De acuerdo. Y si la persona que tiene que pronunciar la palabra no sabe la procedencia de la misma ¿cómo la pronuncia? ¿Deja libertad la Academia para su pronunciación?


----------



## SADACA

Mita said:
			
		

> Hola Cirrus,
> 
> En Chile le decimos "doble ve". En el caso de los sitios web decimos "doble ve, doble ve, doble ve" o bien (mucho más simple) "triple doble ve".
> 
> Saluditos desde acá,


 
Exactamente igual en Venezuela.

Pero sin la coma doblevedoblevedoblevépunto....


----------



## alvarezp

Dr. Quizá said:
			
		

> No sé por qué dicen "doble u" cuando gráficamente "UU"<>"W"="VV"



En México hay quienes escriben (buena o malamente) la "doble u" como tal, algo como una omega griega minúscula.

Y hablando de griegos, no olvidéis la "y", que en México le decimos "i griega", aunque a mí me gusta más "ye", hasta se me hace más fácil.


----------



## Jellby

Viriato said:
			
		

> De acuerdo. Y si la persona que tiene que pronunciar la palabra no sabe la procedencia de la misma ¿cómo la pronuncia? ¿Deja libertad la Academia para su pronunciación?

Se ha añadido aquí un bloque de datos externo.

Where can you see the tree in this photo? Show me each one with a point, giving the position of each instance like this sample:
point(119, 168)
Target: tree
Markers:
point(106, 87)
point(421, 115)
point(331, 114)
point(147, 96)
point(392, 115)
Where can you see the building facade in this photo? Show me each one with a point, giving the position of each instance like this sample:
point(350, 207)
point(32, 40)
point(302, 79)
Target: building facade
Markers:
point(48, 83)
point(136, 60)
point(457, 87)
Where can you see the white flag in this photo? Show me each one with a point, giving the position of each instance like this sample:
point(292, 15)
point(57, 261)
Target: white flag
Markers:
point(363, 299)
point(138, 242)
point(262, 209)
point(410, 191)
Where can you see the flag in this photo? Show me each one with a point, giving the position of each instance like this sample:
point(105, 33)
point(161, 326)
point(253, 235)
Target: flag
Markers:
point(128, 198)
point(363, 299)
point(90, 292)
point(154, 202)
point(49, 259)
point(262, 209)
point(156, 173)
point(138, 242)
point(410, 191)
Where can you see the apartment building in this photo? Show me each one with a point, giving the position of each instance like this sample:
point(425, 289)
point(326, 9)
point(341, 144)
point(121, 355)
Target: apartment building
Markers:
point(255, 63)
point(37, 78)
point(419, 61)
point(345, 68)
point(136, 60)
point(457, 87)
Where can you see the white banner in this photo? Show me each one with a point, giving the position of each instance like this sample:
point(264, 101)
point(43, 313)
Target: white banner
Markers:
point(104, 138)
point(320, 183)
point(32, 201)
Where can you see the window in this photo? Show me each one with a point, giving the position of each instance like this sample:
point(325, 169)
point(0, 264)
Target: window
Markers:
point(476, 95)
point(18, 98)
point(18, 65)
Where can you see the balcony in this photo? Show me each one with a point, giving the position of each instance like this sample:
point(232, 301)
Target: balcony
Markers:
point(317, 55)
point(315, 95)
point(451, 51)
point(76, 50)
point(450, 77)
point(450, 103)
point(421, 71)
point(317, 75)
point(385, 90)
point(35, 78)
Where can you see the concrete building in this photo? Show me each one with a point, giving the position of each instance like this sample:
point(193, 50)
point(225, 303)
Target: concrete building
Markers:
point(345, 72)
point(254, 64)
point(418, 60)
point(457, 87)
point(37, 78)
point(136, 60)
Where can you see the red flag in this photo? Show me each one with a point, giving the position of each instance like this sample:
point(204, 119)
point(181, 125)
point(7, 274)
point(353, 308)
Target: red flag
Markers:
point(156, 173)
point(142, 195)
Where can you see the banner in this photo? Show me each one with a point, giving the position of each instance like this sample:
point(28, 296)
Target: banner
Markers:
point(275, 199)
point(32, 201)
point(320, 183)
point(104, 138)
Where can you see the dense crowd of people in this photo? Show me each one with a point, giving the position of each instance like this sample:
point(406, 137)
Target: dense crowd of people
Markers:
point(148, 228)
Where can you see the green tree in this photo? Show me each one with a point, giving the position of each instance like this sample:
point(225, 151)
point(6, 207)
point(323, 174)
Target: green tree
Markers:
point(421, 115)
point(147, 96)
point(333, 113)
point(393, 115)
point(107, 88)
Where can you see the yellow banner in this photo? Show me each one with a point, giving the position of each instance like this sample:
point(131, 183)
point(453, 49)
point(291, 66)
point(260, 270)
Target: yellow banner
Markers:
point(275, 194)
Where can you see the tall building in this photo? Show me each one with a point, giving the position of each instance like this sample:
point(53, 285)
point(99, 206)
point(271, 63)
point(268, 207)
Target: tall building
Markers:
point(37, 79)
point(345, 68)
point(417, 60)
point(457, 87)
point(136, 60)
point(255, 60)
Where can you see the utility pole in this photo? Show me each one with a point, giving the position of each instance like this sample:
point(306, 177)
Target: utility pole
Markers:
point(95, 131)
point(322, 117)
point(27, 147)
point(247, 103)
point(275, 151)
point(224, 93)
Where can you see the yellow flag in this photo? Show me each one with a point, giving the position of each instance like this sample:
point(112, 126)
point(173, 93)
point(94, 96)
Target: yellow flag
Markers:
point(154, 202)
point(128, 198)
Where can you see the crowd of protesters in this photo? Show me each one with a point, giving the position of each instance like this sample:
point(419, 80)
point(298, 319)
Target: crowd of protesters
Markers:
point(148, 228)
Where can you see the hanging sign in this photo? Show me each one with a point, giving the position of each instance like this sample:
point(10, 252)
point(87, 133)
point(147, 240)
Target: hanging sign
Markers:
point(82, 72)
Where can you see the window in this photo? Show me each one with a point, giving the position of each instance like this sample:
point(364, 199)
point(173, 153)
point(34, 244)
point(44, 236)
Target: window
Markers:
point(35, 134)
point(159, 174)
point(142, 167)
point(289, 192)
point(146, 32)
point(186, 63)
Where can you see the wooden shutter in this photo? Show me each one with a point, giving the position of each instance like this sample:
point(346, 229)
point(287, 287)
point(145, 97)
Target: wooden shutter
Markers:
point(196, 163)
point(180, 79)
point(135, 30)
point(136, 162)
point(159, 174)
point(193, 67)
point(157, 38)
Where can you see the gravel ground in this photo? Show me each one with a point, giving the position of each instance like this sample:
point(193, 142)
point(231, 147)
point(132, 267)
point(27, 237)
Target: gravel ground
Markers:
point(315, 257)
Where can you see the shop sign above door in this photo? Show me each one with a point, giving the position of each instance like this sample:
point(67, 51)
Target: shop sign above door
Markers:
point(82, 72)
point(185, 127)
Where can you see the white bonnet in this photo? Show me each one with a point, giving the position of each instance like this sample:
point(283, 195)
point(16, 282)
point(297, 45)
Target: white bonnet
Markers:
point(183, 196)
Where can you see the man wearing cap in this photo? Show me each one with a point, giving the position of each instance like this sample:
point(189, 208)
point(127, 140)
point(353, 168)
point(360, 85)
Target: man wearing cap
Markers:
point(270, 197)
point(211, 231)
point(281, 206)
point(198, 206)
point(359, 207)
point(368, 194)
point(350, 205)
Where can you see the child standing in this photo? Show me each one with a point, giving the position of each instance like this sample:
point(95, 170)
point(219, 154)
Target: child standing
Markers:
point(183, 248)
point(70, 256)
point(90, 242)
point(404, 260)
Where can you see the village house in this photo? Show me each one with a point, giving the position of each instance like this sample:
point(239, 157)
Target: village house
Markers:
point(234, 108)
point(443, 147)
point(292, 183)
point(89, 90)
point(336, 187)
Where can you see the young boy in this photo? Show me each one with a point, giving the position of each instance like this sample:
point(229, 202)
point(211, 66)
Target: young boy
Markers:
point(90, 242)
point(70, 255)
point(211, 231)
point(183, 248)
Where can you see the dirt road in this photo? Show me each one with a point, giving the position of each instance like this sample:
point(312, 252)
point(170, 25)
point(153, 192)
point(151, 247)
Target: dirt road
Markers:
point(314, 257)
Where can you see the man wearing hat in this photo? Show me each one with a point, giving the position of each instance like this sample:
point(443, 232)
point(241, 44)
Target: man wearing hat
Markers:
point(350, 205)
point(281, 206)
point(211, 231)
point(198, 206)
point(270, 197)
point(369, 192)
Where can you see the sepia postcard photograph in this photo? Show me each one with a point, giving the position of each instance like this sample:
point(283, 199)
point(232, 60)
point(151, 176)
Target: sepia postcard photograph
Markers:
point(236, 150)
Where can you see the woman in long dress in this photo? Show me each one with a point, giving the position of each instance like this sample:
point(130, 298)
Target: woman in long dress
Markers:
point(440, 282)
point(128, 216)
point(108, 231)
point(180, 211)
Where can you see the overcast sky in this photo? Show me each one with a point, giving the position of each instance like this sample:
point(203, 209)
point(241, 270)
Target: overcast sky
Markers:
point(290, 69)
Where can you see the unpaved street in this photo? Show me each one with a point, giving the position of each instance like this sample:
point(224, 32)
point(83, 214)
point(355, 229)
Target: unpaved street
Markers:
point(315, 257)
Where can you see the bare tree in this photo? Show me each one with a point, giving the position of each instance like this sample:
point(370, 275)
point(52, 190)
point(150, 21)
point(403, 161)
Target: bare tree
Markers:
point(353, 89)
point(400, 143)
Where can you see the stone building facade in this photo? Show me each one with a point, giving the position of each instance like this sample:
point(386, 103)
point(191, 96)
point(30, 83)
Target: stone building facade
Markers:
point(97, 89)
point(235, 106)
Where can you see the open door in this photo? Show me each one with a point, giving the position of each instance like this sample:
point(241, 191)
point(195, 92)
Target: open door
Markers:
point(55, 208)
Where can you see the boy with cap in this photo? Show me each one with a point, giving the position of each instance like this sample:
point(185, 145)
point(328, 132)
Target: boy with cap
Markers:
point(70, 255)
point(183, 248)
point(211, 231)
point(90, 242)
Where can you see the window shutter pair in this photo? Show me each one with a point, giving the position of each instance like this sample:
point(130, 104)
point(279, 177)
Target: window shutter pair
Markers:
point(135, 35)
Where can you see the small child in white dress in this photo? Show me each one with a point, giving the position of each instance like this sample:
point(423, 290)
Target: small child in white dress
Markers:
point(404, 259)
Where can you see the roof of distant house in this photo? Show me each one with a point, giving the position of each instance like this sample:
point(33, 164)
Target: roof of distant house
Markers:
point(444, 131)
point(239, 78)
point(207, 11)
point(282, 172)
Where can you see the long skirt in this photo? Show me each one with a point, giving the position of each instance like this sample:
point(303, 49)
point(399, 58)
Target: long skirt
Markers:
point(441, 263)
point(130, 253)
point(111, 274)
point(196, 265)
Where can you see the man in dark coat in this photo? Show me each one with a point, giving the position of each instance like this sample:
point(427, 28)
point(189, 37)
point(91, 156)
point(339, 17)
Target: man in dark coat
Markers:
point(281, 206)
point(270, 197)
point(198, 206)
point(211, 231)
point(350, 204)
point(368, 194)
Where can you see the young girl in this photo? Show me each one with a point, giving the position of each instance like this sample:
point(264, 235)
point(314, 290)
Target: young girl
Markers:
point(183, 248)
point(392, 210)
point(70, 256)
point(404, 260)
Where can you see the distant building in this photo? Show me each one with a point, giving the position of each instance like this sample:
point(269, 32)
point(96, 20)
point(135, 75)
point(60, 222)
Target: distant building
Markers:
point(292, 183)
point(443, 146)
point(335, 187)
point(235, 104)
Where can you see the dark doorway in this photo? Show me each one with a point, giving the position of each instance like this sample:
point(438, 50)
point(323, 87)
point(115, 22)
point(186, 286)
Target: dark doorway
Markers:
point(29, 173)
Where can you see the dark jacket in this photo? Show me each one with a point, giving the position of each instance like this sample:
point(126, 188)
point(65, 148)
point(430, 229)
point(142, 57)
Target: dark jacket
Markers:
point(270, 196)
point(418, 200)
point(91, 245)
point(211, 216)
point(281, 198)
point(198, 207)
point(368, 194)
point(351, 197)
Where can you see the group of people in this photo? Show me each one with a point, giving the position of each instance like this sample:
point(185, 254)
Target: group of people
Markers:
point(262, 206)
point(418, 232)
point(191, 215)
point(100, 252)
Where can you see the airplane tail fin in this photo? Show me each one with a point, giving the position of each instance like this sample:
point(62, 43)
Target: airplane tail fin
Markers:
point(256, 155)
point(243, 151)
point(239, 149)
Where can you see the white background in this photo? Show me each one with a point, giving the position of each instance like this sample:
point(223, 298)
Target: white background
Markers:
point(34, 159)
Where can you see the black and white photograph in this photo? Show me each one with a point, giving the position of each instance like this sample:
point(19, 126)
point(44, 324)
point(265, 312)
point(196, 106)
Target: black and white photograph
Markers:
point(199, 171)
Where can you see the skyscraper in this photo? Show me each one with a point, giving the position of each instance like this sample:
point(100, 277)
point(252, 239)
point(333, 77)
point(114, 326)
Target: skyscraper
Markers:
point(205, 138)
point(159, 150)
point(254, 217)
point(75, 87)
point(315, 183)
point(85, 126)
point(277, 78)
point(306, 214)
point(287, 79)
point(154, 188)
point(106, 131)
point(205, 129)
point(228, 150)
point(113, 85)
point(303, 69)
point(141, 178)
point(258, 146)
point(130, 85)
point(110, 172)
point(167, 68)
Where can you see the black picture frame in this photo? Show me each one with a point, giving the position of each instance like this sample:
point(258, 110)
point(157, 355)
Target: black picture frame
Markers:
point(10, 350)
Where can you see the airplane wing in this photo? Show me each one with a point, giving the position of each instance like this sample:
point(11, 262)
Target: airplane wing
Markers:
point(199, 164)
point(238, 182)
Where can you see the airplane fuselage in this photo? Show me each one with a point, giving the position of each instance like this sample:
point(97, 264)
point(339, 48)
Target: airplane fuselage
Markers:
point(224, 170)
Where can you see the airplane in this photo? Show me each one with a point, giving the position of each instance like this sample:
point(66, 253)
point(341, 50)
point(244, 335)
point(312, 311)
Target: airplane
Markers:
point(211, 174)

Pues supongo que como las x de los topónimos Mexicanos, que suena cada una como le parece... uno pronuncia lo que cree conveniente y, cuando ve que la gente le mira raro, pregunta 

Pero no es tan raro, lo mismo pasa con cualquier nombre propio extranjero que pilles: aunque en la tele les suele gustar más pronunciarlo todo a la inglesa, lo que uno debe hacer es informarse sobre cuál es el origen del nombre.


----------



## Ainat

Jellby said:
			
		

> Pues supongo que como las x de los topónimos Mexicanos, que suena cada una como le parece... uno pronuncia lo que cree conveniente y, cuando ve que la gente le mira raro, pregunta
> 
> Pero no es tan raro, lo mismo pasa con cualquier nombre propio extranjero que pilles: aunque en la tele les suele gustar más pronunciarlo todo a la inglesa, lo que uno debe hacer es informarse sobre cuál es el origen del nombre.



 Pues tienes razón en lo que dices acerca de los topónimos mexicanos, pero no es tan difícil como parece, pronunciamos la “x” como “j” en las palabras de origen mexicano, por ejemplo “México” lo pronunciamos “Méjico” (la palabra con “j” no existe, aunque así la escriben muchos españoles) “Texas” lo pronunciamos “Tejas”.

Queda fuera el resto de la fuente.